All of this disparagement and honoring of Moab, depending on time and perspective, is background to the famous "love your neighbor" dicta.
This is basic inclusionary, progressive vision. It allows Jesus to continue engaging those who would be his enemy, in this particular the Pharisees.
It is encouragement to us to keep the line open with our supposed enemies, for we may well find ourselves dying in their space and rejoicing when they bring forth a heroine of our own.
- - - - - - -
what is a millennia
what is a momenta tension between
enlivens this presentrelatives become enemies
enemies become friendswe chase one another
and flee the samein a moment
all is lostin a millennia
we can see todaymay we prosper
in our in-between time
http://kcmlection.blogspot.com/2007_10_01_archive.html
What are you seeing that you are not going to accomplish?
This is a most un-American, anti-positivist question. In places where kids are overscheduled and incessantly prepared for success, we don't catch a picture larger than ourselves. The same resistance to this question arises in religion precisely at the points where issues of tradition and salvation intersect. We yearn for a right answer from the past to care for our uncertainty and for a correct interpretation of signs to equate the present with the future.
To see beyond actually opens us to the unexpected ways in which we engage each moment along the way. Through all the dry times and hungry times and doubting times and unfaithful times we are strengthened. Through all the high times and satisfying times and times of certainty and surety come the next moments wherein we are humbled.
Can you catch a loving glimpse of G*D, of Neighbor?
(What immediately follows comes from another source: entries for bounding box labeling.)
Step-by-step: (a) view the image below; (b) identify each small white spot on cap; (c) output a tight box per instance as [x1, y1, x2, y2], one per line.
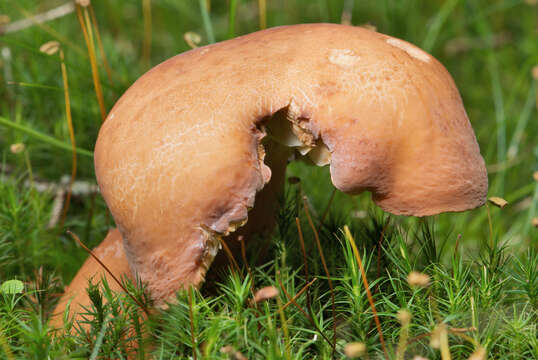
[329, 49, 360, 67]
[386, 38, 430, 62]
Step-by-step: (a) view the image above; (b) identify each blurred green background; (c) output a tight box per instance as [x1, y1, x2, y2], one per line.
[0, 0, 538, 358]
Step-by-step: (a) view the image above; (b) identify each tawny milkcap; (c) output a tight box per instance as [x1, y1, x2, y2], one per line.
[95, 24, 487, 304]
[49, 229, 134, 329]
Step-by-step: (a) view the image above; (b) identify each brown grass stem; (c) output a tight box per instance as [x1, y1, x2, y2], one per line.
[60, 49, 77, 228]
[278, 278, 333, 347]
[76, 5, 106, 123]
[344, 225, 389, 359]
[295, 217, 312, 311]
[282, 278, 318, 309]
[89, 3, 113, 84]
[276, 282, 291, 360]
[187, 288, 197, 360]
[320, 188, 336, 225]
[303, 196, 336, 357]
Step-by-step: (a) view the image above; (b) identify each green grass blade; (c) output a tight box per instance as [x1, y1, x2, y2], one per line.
[0, 116, 93, 157]
[422, 0, 460, 52]
[228, 0, 237, 39]
[199, 0, 215, 44]
[508, 84, 536, 159]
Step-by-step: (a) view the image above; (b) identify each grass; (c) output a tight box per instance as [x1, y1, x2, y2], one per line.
[0, 0, 538, 360]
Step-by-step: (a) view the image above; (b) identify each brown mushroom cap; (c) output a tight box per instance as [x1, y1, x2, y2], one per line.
[95, 24, 487, 302]
[49, 229, 133, 329]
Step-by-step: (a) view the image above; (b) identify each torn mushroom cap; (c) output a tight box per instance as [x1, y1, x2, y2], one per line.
[49, 229, 133, 329]
[95, 24, 487, 303]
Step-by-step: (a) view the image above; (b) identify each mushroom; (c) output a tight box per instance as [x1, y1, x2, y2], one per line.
[70, 24, 487, 305]
[49, 229, 133, 329]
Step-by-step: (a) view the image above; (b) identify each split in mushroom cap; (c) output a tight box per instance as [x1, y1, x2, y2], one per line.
[95, 24, 487, 302]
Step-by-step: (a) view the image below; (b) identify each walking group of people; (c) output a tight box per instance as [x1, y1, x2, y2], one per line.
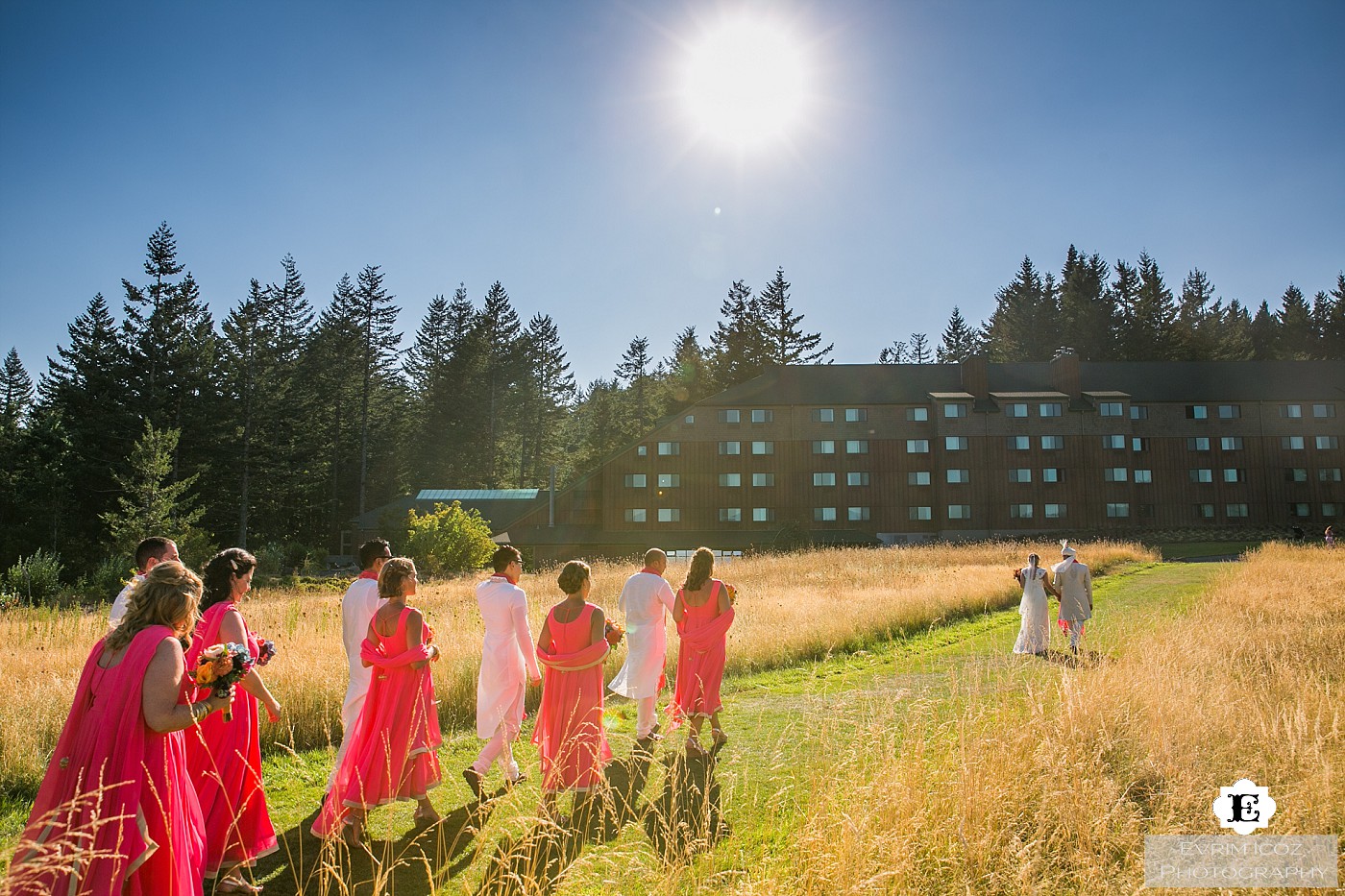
[10, 538, 736, 896]
[1013, 532, 1092, 657]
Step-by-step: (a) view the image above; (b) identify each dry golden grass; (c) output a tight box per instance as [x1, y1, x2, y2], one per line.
[0, 543, 1157, 789]
[772, 546, 1345, 893]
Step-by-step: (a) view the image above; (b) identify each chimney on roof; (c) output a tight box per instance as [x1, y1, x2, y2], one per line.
[958, 355, 990, 399]
[1050, 346, 1083, 399]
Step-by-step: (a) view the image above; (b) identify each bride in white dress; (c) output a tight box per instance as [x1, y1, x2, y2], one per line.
[1013, 554, 1053, 657]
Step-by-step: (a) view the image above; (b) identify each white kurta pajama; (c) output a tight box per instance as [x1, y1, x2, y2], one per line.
[472, 573, 542, 781]
[608, 569, 676, 739]
[327, 573, 387, 789]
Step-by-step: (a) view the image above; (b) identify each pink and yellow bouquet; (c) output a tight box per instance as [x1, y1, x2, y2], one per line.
[187, 643, 256, 721]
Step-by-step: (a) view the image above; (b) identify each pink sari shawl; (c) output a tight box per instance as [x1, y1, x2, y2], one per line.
[10, 625, 205, 896]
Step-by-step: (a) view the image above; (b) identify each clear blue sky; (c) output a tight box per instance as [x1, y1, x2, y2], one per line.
[0, 0, 1345, 382]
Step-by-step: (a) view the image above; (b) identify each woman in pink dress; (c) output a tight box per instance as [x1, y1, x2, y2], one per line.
[0, 561, 232, 896]
[187, 547, 280, 893]
[312, 557, 444, 843]
[669, 547, 734, 756]
[532, 560, 612, 816]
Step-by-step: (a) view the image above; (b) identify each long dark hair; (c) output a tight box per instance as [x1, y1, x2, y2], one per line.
[201, 547, 257, 612]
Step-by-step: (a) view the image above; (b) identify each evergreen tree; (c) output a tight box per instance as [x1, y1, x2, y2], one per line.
[935, 305, 981, 363]
[1275, 284, 1317, 360]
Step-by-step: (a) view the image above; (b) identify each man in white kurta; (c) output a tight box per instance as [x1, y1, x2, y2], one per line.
[608, 547, 676, 739]
[327, 538, 393, 791]
[108, 536, 182, 628]
[463, 545, 542, 799]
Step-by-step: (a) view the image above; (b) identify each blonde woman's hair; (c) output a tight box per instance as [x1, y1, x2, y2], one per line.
[682, 547, 714, 591]
[105, 560, 201, 650]
[378, 557, 416, 597]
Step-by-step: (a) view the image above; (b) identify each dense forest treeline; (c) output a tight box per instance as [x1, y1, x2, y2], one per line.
[0, 225, 1345, 575]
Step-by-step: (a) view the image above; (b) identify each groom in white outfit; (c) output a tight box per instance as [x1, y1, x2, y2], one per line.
[608, 547, 675, 741]
[1050, 540, 1092, 654]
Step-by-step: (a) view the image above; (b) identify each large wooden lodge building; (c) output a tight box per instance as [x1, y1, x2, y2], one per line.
[498, 351, 1345, 558]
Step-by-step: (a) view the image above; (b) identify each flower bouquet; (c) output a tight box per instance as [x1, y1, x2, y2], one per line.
[195, 643, 257, 721]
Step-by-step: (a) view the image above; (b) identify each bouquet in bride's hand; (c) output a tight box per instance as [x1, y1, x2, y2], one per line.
[187, 643, 257, 721]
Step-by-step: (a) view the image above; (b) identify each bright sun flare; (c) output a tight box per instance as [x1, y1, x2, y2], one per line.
[683, 20, 807, 147]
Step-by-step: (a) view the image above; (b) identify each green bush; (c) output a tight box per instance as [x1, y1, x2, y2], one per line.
[4, 547, 64, 607]
[404, 500, 495, 576]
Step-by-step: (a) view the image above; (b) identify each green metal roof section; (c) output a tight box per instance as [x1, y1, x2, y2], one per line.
[416, 489, 542, 500]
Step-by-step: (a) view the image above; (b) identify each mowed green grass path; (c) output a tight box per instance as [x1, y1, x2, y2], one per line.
[229, 564, 1223, 895]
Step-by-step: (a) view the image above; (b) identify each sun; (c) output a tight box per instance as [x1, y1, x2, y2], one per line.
[682, 19, 808, 148]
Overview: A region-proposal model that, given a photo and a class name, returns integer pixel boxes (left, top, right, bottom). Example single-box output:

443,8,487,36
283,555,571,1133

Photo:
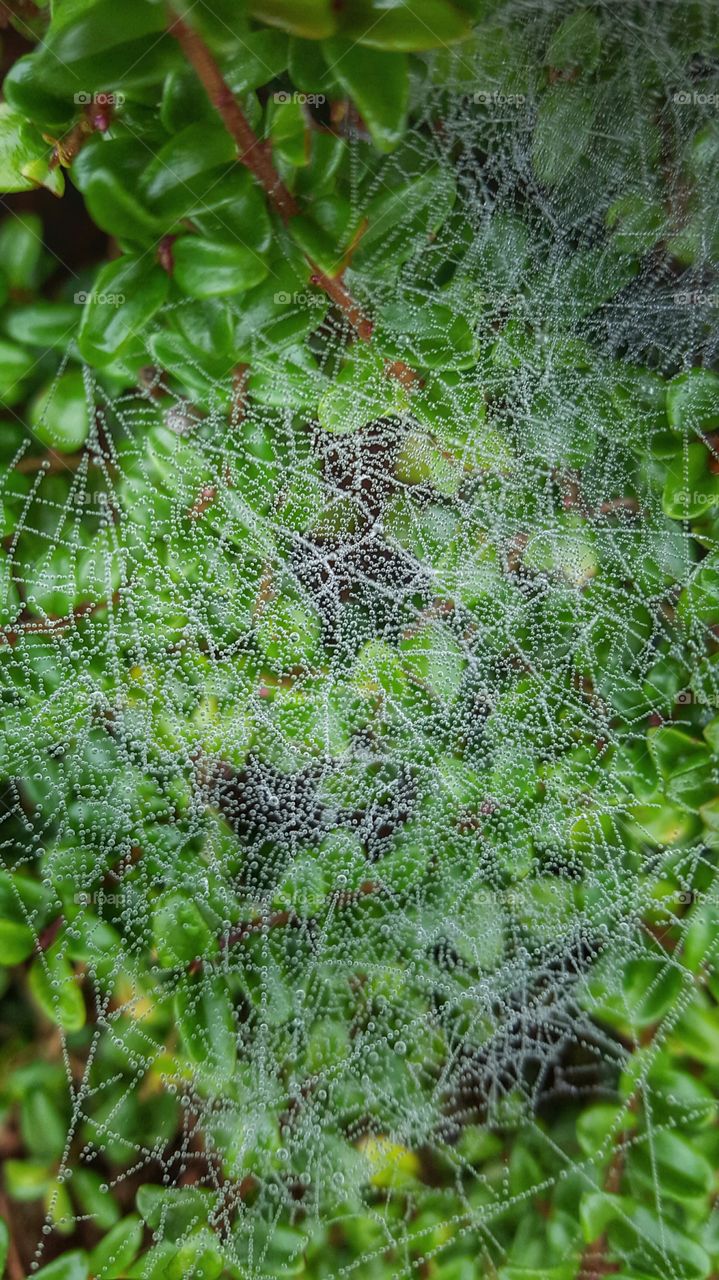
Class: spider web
0,4,719,1276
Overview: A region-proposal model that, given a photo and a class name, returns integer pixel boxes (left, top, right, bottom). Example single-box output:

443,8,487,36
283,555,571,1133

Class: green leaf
78,253,169,366
173,236,269,298
33,1249,90,1280
248,0,338,40
28,943,86,1032
0,338,37,404
136,1183,212,1240
175,977,238,1080
649,726,711,778
150,893,217,962
322,40,409,152
28,370,90,453
83,169,162,244
270,95,304,168
661,442,719,520
317,346,408,434
0,295,82,351
0,920,35,965
4,1160,54,1203
667,369,719,431
0,102,64,196
73,1169,120,1231
90,1213,142,1280
226,31,289,93
544,9,601,72
606,192,667,255
532,84,595,187
0,211,43,289
342,0,471,54
629,1130,714,1202
256,598,321,671
19,1090,68,1160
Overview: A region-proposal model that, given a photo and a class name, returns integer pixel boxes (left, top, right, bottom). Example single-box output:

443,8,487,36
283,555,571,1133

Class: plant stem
169,14,298,223
0,591,120,645
168,10,420,385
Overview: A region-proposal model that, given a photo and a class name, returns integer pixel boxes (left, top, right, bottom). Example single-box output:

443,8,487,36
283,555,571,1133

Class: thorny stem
0,591,120,645
168,10,420,387
169,14,298,223
49,102,113,169
189,881,380,973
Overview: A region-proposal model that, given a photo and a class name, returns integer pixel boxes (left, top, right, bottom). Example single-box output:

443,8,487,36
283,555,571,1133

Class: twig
188,881,381,973
46,95,113,169
0,591,120,645
169,14,298,223
168,14,420,387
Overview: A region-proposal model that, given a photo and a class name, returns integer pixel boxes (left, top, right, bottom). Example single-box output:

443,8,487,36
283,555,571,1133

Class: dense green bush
0,0,719,1280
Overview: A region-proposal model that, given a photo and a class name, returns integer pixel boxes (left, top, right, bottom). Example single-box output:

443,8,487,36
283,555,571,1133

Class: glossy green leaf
78,253,169,366
28,370,91,453
173,236,267,298
322,40,409,152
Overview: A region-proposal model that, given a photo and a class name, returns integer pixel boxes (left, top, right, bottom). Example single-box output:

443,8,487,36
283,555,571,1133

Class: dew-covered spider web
0,4,719,1277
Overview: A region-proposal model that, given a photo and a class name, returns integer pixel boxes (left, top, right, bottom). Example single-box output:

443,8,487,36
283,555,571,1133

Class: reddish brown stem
310,270,374,342
0,591,120,645
168,10,420,387
169,14,298,221
50,101,113,169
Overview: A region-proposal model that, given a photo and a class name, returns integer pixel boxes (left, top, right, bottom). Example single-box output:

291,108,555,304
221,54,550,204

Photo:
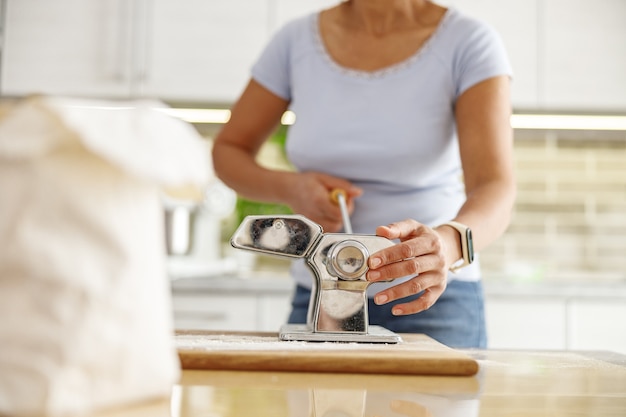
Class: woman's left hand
367,219,448,316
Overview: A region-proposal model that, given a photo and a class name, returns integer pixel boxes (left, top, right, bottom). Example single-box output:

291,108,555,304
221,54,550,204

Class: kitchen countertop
98,350,626,417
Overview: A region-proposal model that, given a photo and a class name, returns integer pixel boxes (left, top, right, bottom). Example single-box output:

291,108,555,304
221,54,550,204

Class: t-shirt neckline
311,8,453,78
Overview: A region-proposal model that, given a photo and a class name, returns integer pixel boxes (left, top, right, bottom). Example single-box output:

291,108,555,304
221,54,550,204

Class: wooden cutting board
176,330,478,376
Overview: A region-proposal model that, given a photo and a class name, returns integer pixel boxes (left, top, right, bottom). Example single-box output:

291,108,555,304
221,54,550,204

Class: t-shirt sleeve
454,21,513,98
251,23,293,100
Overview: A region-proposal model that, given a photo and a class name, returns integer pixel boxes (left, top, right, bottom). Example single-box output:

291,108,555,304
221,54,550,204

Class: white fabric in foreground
0,97,210,416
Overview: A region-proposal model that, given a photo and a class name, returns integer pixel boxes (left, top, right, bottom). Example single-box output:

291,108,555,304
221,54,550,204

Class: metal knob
326,239,369,280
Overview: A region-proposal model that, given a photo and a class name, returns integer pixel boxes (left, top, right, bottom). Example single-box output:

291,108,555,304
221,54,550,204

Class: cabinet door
540,0,626,111
568,298,626,354
485,296,566,349
140,0,269,103
172,293,259,331
1,0,139,98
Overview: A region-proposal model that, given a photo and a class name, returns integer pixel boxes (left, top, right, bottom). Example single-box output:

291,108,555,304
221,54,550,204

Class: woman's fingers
374,272,446,316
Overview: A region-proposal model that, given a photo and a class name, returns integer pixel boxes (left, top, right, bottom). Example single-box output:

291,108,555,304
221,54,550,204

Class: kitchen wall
481,131,626,283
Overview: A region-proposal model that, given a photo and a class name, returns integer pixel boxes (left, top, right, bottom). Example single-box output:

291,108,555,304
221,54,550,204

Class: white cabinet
0,0,269,102
139,0,269,103
485,296,566,350
0,0,140,97
485,290,626,354
442,0,626,111
568,298,626,354
172,288,291,332
540,0,626,110
0,0,626,111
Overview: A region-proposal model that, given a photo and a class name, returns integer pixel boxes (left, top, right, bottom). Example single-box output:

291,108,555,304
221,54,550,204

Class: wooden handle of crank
330,188,347,205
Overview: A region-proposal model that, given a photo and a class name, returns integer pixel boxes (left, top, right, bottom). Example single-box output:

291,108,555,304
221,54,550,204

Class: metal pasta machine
231,214,401,343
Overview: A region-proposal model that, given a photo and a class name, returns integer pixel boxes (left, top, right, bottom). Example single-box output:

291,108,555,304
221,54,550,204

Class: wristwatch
442,221,474,272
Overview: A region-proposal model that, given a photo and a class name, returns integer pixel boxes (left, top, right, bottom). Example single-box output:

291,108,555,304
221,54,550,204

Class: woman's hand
367,219,448,316
287,172,362,233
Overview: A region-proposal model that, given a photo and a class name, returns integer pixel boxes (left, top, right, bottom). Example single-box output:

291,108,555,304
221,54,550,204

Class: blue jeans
289,280,487,349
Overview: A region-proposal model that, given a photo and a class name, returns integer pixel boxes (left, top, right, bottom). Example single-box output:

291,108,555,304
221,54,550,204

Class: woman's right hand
287,172,363,233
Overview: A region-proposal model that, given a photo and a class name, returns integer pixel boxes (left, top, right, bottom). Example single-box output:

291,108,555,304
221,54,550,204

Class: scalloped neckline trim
311,8,452,79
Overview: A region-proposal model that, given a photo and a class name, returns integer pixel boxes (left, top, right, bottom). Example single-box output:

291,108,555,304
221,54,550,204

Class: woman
213,0,515,347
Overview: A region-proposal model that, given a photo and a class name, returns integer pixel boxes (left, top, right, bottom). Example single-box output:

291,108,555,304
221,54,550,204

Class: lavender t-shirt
252,9,512,295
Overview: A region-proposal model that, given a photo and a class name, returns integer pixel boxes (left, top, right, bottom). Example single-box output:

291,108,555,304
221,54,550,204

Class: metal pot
163,180,237,258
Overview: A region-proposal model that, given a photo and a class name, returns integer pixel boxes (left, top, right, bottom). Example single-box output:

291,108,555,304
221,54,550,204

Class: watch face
465,228,474,263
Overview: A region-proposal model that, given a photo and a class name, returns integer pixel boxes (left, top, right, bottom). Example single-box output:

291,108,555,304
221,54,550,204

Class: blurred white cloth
0,97,211,416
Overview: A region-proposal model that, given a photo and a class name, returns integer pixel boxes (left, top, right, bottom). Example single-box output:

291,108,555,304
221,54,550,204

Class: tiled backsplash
481,132,626,281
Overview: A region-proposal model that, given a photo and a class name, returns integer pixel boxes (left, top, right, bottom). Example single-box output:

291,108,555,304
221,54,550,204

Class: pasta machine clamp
230,214,401,343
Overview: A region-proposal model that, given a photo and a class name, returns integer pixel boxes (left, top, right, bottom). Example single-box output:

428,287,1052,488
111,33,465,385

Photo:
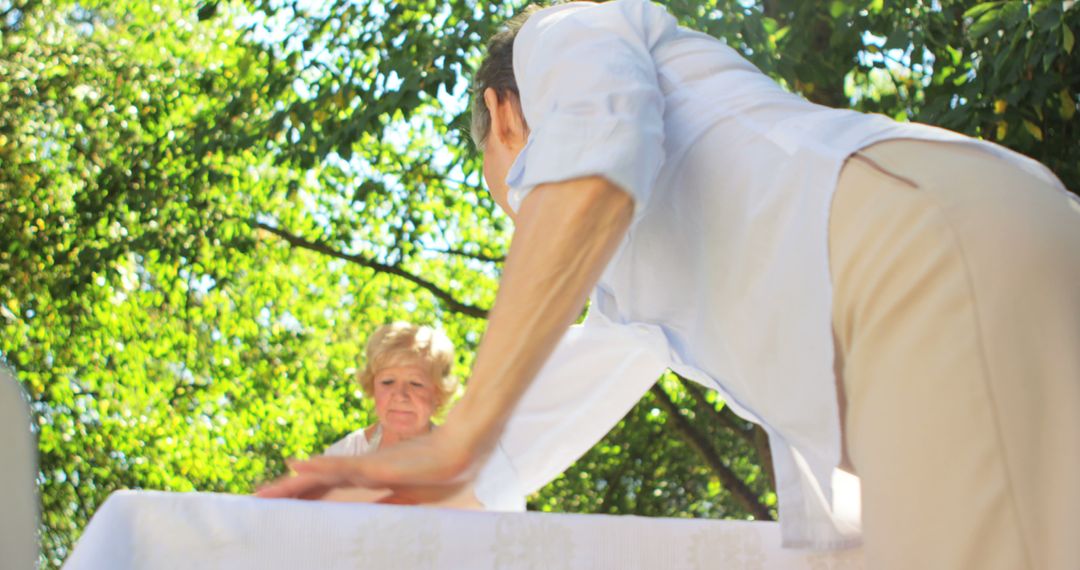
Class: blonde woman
324,322,458,456
322,322,486,511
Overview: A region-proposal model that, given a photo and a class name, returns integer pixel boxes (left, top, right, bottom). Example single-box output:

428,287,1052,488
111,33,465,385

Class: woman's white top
482,0,1059,548
323,424,382,457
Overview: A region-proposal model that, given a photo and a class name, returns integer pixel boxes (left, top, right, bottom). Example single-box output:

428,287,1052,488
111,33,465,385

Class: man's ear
484,87,528,148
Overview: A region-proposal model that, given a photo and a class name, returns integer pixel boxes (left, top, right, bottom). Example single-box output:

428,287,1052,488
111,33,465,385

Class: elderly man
264,0,1080,569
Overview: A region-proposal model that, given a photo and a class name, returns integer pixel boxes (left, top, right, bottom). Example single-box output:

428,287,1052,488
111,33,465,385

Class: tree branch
252,221,487,318
650,383,773,520
672,372,777,489
424,243,507,263
672,372,754,445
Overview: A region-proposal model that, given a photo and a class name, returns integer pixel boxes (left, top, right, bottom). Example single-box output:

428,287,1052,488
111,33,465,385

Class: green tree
0,0,1080,566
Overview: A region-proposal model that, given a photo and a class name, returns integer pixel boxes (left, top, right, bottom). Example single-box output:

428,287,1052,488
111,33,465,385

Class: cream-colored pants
829,140,1080,570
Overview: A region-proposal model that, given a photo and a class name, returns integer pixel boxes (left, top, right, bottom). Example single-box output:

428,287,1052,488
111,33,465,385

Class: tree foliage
0,0,1080,566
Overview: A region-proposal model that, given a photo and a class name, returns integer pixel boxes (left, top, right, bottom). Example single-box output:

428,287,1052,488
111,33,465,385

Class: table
64,491,863,570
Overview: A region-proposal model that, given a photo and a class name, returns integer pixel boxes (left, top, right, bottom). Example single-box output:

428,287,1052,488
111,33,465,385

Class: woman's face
375,364,436,437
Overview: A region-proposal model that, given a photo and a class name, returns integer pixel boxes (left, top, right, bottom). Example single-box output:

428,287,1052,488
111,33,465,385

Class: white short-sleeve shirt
488,0,1059,547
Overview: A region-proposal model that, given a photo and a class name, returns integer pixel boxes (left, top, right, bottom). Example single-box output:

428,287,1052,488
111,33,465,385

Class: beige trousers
829,140,1080,570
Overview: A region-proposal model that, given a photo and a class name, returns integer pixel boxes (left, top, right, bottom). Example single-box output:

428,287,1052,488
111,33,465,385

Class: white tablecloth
65,491,863,570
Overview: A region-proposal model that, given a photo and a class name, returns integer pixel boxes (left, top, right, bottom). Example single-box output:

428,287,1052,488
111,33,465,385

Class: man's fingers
255,474,333,499
289,457,384,488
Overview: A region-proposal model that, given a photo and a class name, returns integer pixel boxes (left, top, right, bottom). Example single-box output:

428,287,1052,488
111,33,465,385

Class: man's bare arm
454,177,634,450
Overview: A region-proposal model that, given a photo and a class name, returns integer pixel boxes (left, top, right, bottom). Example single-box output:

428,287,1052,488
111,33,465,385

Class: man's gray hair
472,4,541,152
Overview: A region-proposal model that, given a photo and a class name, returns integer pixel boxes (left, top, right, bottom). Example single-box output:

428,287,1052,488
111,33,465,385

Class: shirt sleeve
476,311,667,505
507,0,677,218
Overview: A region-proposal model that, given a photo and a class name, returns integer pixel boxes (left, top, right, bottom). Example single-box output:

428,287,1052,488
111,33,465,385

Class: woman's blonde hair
357,322,458,411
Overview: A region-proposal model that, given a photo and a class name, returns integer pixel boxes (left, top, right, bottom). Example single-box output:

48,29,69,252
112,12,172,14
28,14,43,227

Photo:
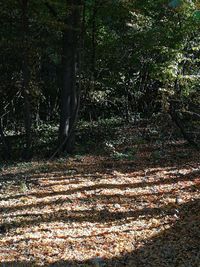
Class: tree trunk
56,0,81,154
0,120,11,159
21,0,31,159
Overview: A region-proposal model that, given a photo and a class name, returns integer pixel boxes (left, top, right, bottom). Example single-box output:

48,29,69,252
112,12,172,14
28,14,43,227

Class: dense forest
0,0,200,267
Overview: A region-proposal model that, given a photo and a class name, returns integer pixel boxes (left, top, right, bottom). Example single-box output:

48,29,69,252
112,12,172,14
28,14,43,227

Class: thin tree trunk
54,0,81,154
21,0,31,159
0,120,11,159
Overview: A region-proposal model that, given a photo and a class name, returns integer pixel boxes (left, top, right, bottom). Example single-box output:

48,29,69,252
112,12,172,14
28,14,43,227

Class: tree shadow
2,199,200,267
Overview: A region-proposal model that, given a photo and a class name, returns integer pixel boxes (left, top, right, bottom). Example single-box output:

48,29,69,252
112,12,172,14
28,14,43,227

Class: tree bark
0,120,11,160
56,0,82,154
21,0,31,159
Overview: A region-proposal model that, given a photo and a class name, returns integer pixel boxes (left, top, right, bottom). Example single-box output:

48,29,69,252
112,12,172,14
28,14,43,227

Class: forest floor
0,126,200,267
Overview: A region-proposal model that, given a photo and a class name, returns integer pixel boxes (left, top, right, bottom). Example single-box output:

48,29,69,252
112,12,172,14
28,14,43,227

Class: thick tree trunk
56,0,81,154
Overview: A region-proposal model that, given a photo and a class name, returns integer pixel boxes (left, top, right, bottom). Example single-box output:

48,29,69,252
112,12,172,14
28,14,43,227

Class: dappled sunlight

Just a snapshot? Just a quiet word? In that glimpse you have an insight into a larger world than expected. Such a quest is found in clarifying our expectations by looking again at our entitlements and finding them less than we had counted on; investigating again our hopes and finding in them more reality than we had first noticed. What is Messiah if not connected with my life? What is G*D if not a partner, a neighbor? What is a Neighbor if not a revelation of G*D? What is our Self if not connected with Christ?
Thank you Moses for setting a larger context. Thank you Joshua for attending to the details. Thank You for taking your part in gazing farther and carrying forward.
So, again, what are you seeing that you are not going to accomplish?
http://kcmlection.blogspot.com/2008_10_01_archive.html
What do you see that you will not be a part of, other than as an extension of what you are doing today?
This vision will help keep your sight unimpaired and your vigor unabated. To drop your eyes to where you are presently standing to merely find ways to keep standing there is to cause one to weep for oneself rather than have others weep for you.
Lift up your eyes to the world you want to see and live as though it were already present.
Then, when death comes, it basically won’t matter.